Bexley sipped her diet drink while Josiah gulped down two-thirds of his sweet tea as they waited on a large pepperoni with mushrooms and a lobster pizza that Josiah promised they’d die over.

“Do you take all your missing persons’ families out to eat?” Josiah asked, through chewing on his straw. He was a ball of fidgety energy, and Ty wondered if he’d passed on his ADHD too along with his keen observation skills.

“No,” Ty said, fumbling for the right words. He looked to Bexley for help. She was the one demanding the cat stayed in the bag, and the local pizza joint wasn’t the prime place to drop the Dad bomb. Keeping his yap shut was one of the hardest challenges of his life, but he’d learned how to appear impassive and even chill in the most insidious moments. He’d interviewed dozens of killers, forced to hear the grimy details of how they committed heinous acts on innocent men, women and children. Attempting to treat this situation as one of those wasn’t panning out as well as he he’d hoped. Josiah wasn’t a serial killer. He was Ty’s son. After only a few moments, Ty recognized he was a fidgeter and had an impulsive streak.

Bexley twirled the beat-up napkin tighter with each twist. “We, uh. We actually went to the same school in Asheville.”

Truth, but a stretch. They lived in Asheville and were homeschooled.

“Cool.” Josiah leaned in, mischief pulling at the corners of his mouth. “What was my mom like in school? She never talks about growing up, and Ahnah doesn’t remember much before they moved to the Outer Banks.”

The atrocities Ahnah likely remembered were nothing she would want to share. No, those were things that poor girl would want to forget, which would be a sweet mercy if she could.

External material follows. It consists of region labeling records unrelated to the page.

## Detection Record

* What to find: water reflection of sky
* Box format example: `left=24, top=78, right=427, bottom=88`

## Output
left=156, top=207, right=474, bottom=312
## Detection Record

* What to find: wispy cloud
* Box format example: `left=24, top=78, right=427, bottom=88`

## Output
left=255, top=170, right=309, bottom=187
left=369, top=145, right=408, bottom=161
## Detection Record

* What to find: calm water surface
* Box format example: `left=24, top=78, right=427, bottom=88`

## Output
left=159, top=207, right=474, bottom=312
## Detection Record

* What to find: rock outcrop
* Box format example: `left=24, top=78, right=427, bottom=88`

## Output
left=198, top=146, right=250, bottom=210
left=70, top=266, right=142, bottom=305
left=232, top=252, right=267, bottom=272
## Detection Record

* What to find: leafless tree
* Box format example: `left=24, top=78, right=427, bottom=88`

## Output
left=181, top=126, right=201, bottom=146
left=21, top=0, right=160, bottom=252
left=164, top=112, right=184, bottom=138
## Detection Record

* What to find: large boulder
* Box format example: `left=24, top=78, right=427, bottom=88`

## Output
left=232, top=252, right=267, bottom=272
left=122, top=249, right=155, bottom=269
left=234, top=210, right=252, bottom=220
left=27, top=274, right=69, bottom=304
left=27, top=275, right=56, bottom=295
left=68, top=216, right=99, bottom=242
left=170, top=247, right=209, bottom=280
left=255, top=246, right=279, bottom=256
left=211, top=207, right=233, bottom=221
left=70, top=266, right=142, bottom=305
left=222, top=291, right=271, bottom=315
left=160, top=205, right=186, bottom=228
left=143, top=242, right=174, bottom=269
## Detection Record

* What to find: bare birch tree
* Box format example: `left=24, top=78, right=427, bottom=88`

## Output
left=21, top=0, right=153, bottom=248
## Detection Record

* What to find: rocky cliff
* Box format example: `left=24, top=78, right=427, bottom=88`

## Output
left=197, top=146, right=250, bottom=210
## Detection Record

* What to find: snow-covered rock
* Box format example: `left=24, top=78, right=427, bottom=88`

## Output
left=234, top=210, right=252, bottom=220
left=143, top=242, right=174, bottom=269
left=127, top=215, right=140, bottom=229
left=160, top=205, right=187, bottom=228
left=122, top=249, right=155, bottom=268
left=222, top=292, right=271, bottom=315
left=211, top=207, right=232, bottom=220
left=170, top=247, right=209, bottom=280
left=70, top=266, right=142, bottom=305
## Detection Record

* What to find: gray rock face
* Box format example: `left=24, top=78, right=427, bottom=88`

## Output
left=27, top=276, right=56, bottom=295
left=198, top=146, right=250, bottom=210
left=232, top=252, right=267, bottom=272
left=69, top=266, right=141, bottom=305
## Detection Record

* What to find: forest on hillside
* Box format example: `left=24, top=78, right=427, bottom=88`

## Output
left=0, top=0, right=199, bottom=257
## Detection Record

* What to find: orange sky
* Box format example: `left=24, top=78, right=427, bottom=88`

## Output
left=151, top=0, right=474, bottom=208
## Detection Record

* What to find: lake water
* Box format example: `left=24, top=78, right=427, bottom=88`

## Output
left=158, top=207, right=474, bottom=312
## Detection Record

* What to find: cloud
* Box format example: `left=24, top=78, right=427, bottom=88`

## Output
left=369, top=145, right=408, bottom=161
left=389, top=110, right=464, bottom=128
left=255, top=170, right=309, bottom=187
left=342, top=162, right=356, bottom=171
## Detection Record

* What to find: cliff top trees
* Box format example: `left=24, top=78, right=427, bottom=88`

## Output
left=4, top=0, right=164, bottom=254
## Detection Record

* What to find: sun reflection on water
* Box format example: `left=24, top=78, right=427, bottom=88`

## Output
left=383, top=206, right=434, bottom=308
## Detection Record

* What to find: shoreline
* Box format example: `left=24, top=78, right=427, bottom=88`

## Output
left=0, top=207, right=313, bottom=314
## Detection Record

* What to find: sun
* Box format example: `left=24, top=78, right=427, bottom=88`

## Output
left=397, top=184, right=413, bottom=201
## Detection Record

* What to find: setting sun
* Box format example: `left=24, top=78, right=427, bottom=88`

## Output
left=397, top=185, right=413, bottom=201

Time to have a little fun at Bexley’s expense. She had it coming. “What does she say?”

Bexley dropped the napkin. “I say that I was quiet and followed the rules and made good grades, which is what I expect out of my son.” She gave him the eye to tread lightly. When had Tiberius ever tread lightly?

My son.

Our son.

“Well, she was quiet in class, but she only followed the rules when authority figures were watching.” He grinned. “But when they weren’t, your mom was a wildcat.”

Josiah’s eyes lit up, and his mouth made the perfect O shape. “Dude, Mom. No way.” He laughed. “Mom doing anything wrong? I can’t imagine it.”

“I probably have a list somewhere of all her wrongs.” They were written on his heart in glass. Bex’s cheeks had turned a nice little shade of red, and Ty felt zero shame.

“Let me tell you something,” Ty added.

“Oh yay. Life lessons from Tiberius,” Bex muttered before sipping her diet drink again.

He swiped his hand in the air, waving her off. “I know some things. Some rules are meant to be followed, but not all rules.”

Bexley snorted. “Do not listen to that advice.”